Barack Obama is teaming up with Spider-Man in a new comic from Marvel, which will see the future president exchanging a fist-bump with Peter Parker's alter ego.

The five-page story takes place in Washington DC on inauguration day, when one of Spidey's oldest enemies, the Chameleon, attempts to stop Obama's swearing-in ceremony. Fortunately, Peter Parker is covering the event as a photographer, and jumps in to save the day.

"Ya hear that, Chameleon? The president-elect here just appointed me ... secretary of shuttin' you up," Spider-Man says as he thwacks the Chameleon in the face. "I hope this doesn't ruin the inauguration for you," he tells Obama, as the Chameleon is led away by security officials. "Honestly, I'm more upset by the Chameleon's shockingly deficient understanding of the electoral process," Obama replies.

Spidey then cedes the limelight to Obama. "This is your day, after all, and I know it wouldn't look good to be seen palling around with me," he says, in a nod to Sarah Palin's comment that the then presidential candidate had been "palling around with terrorists".

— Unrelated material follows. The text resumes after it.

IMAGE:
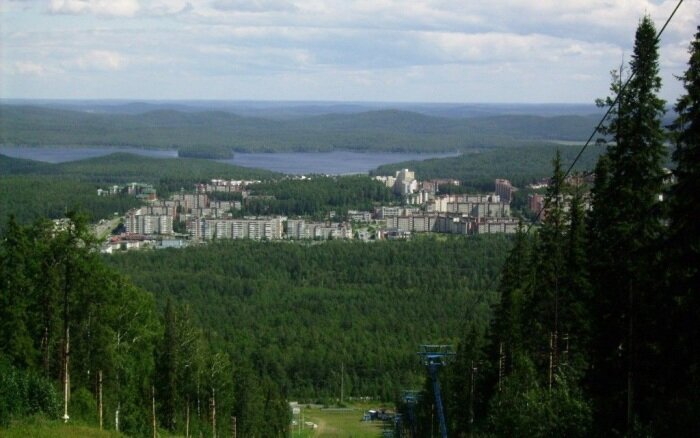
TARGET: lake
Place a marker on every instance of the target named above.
(298, 163)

The story, written by Zeb Wells and illustrated by Todd Nauck and Frank D'Armata, will appear as a bonus feature in Amazing Spider-Man 583, which goes on sale on 14 January.

"When we heard that president-elect Obama is a collector of Spider-Man comics, we knew that these two historic figures had to meet in our comics' Marvel Universe," said Marvel's editor-in-chief Joe Quesada. "A Spider-Man fan moving into the Oval Office is an event that must be commemorated in the pages of Amazing Spider-Man."

In October, graphic novel biographies of Obama and his then rival John McCain were published by IDW. April will see Michelle Obama appearing in the Female Force comic book series.